As a child growing up, he was at the center of my universe. Calling me “CJ” and “Carebear” and putting me to bed at night with stories of his time in WWII and his time fishing in Northern Wisconsin and Canada, we share a close bond. He cultivated a love of history and books and even came to talk to my high school classes about his time in the service, he is a magnificent story teller.
I don’t see him often enough, admittedly letting “life” get in the way, but seeing him always brings a smile to both our faces. Gingerly reaching over, my girls and I gave him a hug and a kiss on the cheek.

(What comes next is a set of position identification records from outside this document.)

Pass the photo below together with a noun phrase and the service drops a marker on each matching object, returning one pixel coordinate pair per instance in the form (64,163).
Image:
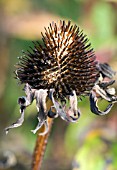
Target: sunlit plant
(63,69)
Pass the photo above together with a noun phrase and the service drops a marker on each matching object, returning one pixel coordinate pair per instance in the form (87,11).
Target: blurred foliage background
(90,144)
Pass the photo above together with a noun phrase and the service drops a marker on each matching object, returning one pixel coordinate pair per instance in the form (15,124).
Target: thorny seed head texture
(63,68)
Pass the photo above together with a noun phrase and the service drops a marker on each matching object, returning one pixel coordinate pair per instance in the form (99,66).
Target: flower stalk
(40,146)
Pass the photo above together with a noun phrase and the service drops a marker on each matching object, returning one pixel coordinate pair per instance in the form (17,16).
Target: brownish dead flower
(63,68)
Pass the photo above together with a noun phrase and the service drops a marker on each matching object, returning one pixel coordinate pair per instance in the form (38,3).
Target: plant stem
(41,143)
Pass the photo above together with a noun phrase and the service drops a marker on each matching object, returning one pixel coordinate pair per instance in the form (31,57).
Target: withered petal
(94,108)
(18,123)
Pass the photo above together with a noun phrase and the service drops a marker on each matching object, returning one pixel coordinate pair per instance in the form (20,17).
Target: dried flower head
(63,68)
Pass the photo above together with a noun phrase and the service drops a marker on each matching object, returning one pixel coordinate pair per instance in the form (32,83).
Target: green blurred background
(90,144)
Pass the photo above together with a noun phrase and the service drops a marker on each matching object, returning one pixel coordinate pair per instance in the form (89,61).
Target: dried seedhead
(63,68)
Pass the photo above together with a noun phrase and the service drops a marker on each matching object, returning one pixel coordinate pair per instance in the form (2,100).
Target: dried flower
(62,69)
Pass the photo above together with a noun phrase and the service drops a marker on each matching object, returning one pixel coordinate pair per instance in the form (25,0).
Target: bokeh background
(90,144)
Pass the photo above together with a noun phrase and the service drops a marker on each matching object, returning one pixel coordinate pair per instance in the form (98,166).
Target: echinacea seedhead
(63,68)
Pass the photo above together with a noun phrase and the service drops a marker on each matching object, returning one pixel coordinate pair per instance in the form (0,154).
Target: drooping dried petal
(66,62)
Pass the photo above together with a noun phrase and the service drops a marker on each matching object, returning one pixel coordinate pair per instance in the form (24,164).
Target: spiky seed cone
(65,62)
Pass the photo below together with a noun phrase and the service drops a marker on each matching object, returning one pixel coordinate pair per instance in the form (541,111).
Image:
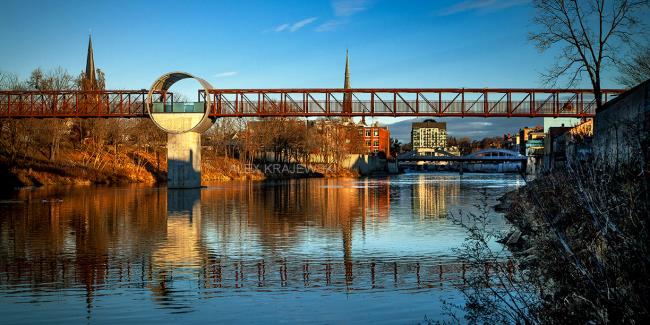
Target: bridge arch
(179,122)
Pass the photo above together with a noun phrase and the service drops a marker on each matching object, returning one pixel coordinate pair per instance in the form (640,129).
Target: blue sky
(272,44)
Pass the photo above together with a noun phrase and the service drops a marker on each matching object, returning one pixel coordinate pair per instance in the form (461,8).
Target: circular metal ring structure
(179,122)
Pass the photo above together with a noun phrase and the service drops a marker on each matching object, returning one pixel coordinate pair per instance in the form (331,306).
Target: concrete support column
(184,160)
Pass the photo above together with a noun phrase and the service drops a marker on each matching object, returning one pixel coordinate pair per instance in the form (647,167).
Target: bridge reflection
(246,236)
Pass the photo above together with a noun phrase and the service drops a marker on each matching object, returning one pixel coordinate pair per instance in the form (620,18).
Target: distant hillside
(473,127)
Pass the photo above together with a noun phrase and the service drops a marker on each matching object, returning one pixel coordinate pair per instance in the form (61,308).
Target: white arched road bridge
(483,156)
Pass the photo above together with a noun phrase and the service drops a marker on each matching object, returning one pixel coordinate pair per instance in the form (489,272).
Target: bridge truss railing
(407,102)
(315,102)
(110,103)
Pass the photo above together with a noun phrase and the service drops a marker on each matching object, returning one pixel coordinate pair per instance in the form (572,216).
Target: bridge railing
(113,103)
(314,102)
(406,102)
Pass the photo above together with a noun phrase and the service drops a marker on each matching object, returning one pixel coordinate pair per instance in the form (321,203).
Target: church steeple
(347,98)
(346,84)
(90,81)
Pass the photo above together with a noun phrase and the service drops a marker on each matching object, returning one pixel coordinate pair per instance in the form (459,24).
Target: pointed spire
(347,99)
(91,80)
(346,84)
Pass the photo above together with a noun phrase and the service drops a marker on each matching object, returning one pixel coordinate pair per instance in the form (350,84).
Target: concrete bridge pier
(184,160)
(184,123)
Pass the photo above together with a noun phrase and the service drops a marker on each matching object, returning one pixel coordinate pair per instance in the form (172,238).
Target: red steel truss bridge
(325,102)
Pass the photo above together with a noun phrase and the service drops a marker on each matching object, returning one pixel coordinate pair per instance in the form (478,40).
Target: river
(371,250)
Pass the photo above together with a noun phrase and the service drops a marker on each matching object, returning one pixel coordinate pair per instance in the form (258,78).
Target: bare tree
(636,69)
(590,34)
(52,131)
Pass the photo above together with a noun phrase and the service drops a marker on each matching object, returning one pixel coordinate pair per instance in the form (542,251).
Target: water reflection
(383,235)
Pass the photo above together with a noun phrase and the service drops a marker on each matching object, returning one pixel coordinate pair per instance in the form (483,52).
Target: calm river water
(375,250)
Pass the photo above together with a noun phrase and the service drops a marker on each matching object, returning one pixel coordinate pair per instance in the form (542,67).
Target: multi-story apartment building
(428,135)
(376,139)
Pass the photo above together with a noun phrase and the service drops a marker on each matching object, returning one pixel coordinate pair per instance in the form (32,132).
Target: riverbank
(581,239)
(136,165)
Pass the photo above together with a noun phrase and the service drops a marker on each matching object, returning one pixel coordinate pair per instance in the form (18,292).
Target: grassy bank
(580,244)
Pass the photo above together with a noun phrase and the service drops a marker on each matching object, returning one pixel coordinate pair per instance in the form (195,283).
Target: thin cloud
(281,28)
(481,6)
(226,74)
(349,7)
(298,25)
(329,26)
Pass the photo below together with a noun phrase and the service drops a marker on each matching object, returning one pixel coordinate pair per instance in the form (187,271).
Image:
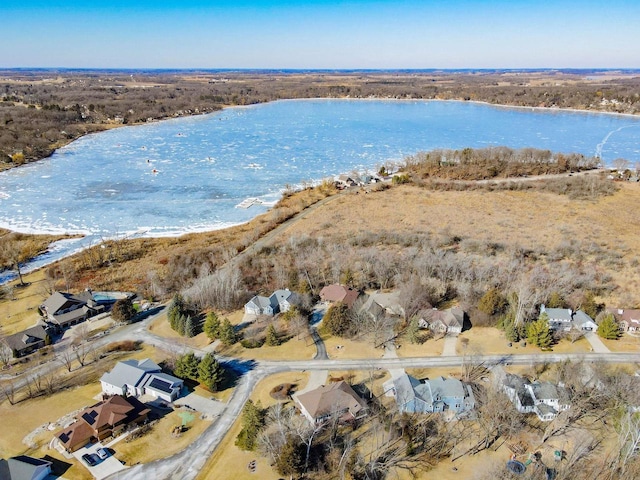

For the hour we stayed, the girls ate ice cream from the kitchen and huddled near his chair listening to him, telling him about school, sports, and an upcoming vacation. He laughed easily, his eyes twinkling as he watched them chatter on. And when we left, I hugged him an extra second, feeling a tear come to my eyes. My girls are so lucky to have three out of their four grandparents still living and they love their grandfather but he’s a different man now.
They won’t ever know the man I knew growing up. How strong he was, how much he taught me, and I’ll always treasure that gift he gave me and that time we shared. Tonight, when I tuck my girls into bed tonight, I’ll tell them one of his stories so that they will know a part of that history and so that I can let those memories of mine become memories of theirs.